La cessione delle quote di società semplice determina, ai fini delle imposte dirette, un reddito che dipende dalla natura del soggetto cedente:

  • se la cessione è posta in essere da soggetti non imprenditori [persone fisiche, altre società semplici], si originano plusvalenze tassate secondo l’ordinario regime dei capital gain [artt. 67 e 68 del TUIR];

  • il socio che procede alla cessione delle quote sconta l’imposizione ordinaria [con applicazione delle aliquote IRPEF] sul 49,72% del provento realizzato [pari alla differenza tra il corrispettivo percepito e il costo fiscalmente riconosciuto della partecipazione], se la partecipazione detenuta è qualificata;

  • il socio sconta invece l’imposizione sostitutiva del 26% sull’intero provento realizzato, se la partecipazione detenuta è non qualificata;

  • se la cessione origina minusvalenze, a queste è riservato il trattamento previsto dall’art. 68, commi 4 e 5, del TUIR [compensazione con altri redditi della medesima massa e riporto dell’eventuale eccedenza nel quinquennio];

  • se il soggetto cedente è un’impresa [imprenditore individuale o ente non commerciale che detiene le quote in regime d’impresa, ovvero società commerciale, di persone o di capitali], la cessione delle quote della s.s. [così come l’eventuale assegnazione ai soci] origina una plusvalenza patrimoniale determinata a norma dell’art. 86, comma 2, del TUIR [corrispettivo di cessione – o valore normale della quota, nel caso di assegnazione – meno costo fiscalmente riconosciuto della quota di partecipazione].
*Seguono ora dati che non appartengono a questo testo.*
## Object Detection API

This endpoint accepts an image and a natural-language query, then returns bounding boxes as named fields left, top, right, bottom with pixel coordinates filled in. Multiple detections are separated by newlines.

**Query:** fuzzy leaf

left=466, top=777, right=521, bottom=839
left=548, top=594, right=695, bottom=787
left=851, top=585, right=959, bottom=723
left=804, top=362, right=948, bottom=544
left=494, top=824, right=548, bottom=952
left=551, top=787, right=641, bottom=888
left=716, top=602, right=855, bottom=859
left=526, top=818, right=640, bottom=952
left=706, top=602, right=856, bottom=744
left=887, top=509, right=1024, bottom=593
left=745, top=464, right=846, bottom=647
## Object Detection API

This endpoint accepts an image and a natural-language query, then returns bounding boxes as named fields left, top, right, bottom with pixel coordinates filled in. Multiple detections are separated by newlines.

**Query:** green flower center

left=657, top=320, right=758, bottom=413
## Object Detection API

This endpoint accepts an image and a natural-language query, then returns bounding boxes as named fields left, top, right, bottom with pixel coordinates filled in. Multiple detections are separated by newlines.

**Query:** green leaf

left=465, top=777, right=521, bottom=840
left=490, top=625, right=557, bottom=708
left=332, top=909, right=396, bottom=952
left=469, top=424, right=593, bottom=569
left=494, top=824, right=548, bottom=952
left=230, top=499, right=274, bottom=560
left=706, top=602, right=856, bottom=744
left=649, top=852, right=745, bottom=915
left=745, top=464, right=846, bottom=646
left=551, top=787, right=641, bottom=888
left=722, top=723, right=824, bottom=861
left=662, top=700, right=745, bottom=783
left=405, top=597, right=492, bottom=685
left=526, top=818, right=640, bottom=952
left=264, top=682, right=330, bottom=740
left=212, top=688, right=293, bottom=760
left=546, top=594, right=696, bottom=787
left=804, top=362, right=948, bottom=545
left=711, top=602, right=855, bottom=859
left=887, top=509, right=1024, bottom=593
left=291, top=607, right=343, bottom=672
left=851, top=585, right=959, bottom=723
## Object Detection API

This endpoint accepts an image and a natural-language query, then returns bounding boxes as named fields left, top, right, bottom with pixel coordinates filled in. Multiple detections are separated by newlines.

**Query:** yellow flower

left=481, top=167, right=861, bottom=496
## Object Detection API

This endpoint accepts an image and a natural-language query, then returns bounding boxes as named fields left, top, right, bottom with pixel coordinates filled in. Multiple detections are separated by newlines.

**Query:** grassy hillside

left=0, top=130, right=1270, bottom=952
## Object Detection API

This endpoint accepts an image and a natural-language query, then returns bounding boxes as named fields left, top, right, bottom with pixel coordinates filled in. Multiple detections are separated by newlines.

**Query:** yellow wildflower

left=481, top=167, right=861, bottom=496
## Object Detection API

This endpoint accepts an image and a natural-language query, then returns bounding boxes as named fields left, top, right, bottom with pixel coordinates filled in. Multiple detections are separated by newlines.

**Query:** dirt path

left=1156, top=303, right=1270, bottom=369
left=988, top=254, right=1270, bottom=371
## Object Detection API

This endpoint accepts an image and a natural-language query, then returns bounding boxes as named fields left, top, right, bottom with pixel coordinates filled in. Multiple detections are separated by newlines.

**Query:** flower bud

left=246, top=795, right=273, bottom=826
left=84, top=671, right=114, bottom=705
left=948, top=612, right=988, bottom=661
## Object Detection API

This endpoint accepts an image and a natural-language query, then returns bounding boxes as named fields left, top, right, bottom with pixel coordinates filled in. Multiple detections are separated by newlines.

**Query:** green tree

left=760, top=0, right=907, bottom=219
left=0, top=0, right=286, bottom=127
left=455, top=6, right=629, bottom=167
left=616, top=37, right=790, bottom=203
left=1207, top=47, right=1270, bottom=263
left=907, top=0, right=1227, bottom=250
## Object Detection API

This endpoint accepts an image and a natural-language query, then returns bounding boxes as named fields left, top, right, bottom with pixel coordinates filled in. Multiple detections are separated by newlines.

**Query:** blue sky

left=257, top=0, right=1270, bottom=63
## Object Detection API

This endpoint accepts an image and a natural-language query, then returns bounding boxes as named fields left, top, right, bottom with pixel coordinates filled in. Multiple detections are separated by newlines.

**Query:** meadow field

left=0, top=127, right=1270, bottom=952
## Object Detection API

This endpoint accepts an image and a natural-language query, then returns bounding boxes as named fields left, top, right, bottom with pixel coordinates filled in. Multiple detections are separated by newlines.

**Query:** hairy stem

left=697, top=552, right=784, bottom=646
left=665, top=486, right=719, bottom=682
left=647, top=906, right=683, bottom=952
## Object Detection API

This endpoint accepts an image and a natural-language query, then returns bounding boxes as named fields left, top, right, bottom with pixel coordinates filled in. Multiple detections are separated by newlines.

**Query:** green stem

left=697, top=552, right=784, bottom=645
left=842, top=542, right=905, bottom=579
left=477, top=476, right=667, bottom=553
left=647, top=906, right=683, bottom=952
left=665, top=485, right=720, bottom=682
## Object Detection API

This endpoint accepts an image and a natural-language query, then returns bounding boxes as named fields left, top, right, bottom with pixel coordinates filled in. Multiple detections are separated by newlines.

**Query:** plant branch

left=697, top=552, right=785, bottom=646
In ragione probabilmente del carattere non commerciale di questi soggetti, per le cessioni delle relative quote viene esclusa la participation exemption [pex].

 

 

Scioglimento di una società semplice

Lo scioglimento della società semplice causa conseguenze reddituali in capo ai soci: a tale riguardo si osserva che:

  • ordinariamente, i redditi percepiti dal socio all’atto della liquidazione delle società [di capitali] costituiscono utili, e sono quantificati come differenza tra le somme percepite – o il valore normale dei beni assegnati – e il costo fiscalmente riconosciuto della partecipazione;

  • l’art. 20-bis del TUIR ha esteso questo principio anche ai redditi che si originano dallo scioglimento delle società di persone;

  • il reddito derivante dalla liquidazione [la componente reddituale dell’importo emergente] costituisce reddito di impresa [circolare 13.2.2006, n. 6/E], ma ciò dovrebbe valere per le sole società commerciali;

  • per quanto attiene invece alle società semplici, non commerciali, il reddito generato dalla liquidazione dovrebbe poter rientrare nelle varie distinte categorie reddituali di origine [fondiari, finanziari, etc.].

 

13 aprile 2016

Fabio Carrirolo

 

NOTE

1 Art. 2249, comma 2, c.c.: «Le società che hanno per oggetto l’esercizio di una attività diversa sono regolate dalle disposizioni sulla società semplice a meno che i soci abbiano voluto costituire la società secondo uno degli altri tipi regolati nei capi III e seguenti di questo titolo».